A challenge to the Communist Party


Written: November 1941
Source: Socialist Appeal, vol. 4 no. 3 (December 1941)
Transcription: Harry 2007
Markup/Proofread: Emil 2007


25th November, 1941.

To the Secretary of the Communist Party

Your leading body has recently issued a slanderous statement to Branch Secretaries regarding the Socialist Appeal and the Fourth Internationalists in Britain. We denounce your assertions that the Trotskyists are, or ever have been, agents or supporters of Nazism or Fascism. Further, we challenge you to substantiate this document in public debate before the members of your Party and the workers of Britain.

The Sunday Dispatch has already made use of your document as justification for its attacks against worker militants in general and against the Socialist Appeal in particular. The manner in which it is presented, proves that your present policy closely coincides with that of the most reactionary clique in British capitalist newspaper publications. Tomorrow, these very people will be clamouring for the suppression of the Communist Party.
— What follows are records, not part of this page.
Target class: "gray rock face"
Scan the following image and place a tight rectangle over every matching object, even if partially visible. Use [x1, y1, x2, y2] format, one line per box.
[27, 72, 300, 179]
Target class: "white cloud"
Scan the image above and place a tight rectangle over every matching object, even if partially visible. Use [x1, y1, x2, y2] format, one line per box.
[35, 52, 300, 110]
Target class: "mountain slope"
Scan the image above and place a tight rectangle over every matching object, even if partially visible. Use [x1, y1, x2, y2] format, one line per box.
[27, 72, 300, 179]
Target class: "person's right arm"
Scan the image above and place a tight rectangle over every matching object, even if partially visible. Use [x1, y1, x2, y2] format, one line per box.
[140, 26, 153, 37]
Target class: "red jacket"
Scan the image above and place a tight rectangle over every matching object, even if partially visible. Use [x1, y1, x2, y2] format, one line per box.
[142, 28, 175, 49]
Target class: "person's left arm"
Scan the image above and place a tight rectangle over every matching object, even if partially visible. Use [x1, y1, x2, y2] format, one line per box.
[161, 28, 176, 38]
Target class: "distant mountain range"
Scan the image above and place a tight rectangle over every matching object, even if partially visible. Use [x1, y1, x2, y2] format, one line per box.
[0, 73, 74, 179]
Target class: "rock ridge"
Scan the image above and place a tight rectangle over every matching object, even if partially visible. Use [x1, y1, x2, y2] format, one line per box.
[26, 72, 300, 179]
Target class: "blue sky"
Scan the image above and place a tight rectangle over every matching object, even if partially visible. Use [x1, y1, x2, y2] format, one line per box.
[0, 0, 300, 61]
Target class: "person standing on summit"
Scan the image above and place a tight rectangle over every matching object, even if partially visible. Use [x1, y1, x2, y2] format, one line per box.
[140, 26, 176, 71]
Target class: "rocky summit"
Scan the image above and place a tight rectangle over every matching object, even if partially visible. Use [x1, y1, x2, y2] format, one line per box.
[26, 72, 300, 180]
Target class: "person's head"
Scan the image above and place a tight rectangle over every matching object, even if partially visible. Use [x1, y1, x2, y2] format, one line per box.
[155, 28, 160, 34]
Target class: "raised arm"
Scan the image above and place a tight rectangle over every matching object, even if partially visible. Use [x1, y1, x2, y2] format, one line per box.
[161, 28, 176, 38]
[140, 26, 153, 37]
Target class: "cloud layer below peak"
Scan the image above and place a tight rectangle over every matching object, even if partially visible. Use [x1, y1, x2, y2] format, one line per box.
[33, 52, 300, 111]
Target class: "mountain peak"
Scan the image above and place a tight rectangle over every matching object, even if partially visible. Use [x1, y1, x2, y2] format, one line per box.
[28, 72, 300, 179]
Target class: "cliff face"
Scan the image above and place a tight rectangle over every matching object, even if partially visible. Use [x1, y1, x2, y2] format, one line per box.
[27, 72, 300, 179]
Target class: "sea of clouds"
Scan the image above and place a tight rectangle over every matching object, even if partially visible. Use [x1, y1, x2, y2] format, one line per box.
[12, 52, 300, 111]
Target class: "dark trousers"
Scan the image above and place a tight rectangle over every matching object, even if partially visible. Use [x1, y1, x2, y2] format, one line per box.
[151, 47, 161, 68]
Your document indicates that the Communist Party of Great Britain is preparing to play the role of strike-breaker-in-chief and police agent for Churchill and his government. It is an invitation to the Government to suppress the Socialist Appeal and ban our organisation. But it also contains a directive to Communist Party members to commit acts of physical violence against Fourth Internationalists and salesmen of the Socialist Appeal. In your statement to the Young Communist League secretaries you state:

“We are too tolerant of these people. They are allowed to sell their paper Socialist Appeal outside meetings. They have even become members of the Communist Party and Y.C.L. We must be utterly ruthless with these people. They spread confusion amongst the working class and do serious harm to our Party.”

These are methods of fascist reaction and cannot but harm the working class movement. You cannot answer our policy in open discussion because this would result in the exposure of the falsity of C.P. policy and the correctness of the programme of the Fourth International. Fearing the ideas of Marx and Lenin which we represent, you resort to anti-working class methods of slander and violence. We appeal to the rank and file members of the C.P. and Y.C.L. not to be misled, but to conduct polemics on working class policy on the basis of open and comradely argument and discussion, and by these means find a way to the correct policy for the workers. We will not be intimidated by methods of hooliganism but will protect our right to distribute our propaganda among the workers.
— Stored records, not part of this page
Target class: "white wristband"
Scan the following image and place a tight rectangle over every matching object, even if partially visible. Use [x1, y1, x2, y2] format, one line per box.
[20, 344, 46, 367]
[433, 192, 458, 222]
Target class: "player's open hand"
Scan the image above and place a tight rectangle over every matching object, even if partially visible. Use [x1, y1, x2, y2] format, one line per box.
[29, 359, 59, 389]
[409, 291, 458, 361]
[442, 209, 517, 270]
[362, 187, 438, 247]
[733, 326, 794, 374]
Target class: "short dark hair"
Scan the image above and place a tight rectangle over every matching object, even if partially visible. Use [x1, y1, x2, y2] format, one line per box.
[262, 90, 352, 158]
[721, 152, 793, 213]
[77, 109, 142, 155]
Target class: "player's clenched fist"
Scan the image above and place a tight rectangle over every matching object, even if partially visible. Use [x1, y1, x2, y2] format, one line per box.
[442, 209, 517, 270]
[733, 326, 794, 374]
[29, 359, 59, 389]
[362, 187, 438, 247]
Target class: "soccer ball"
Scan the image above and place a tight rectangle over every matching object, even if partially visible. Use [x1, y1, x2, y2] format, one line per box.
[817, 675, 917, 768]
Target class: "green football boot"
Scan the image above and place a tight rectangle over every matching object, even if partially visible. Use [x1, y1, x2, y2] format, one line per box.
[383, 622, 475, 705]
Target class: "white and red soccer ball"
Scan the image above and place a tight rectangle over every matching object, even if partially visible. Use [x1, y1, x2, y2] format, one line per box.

In recent months, since the capitulation of the Communist Party to the Churchill government, many members of the Party have joined the ranks of the Fourth International. Your statement that Trotskyists have joined the Party would appear to be a reply to this reaction of party militants and a preparation for the intensified expulsions from the Party of all who oppose your present reactionary policy.

We are holding a meeting on December 21st at the Holborn Hall at 6.30 pm to expose the slanders of the pro-fascist Sunday Dispatch and of the Communist Party. An opportunity will be given to any spokesmen of the Communist Party whom you would like to nominate to justify your statements. Failure to avail yourself of this opportunity will brand you as slanderers and deceivers of the working class.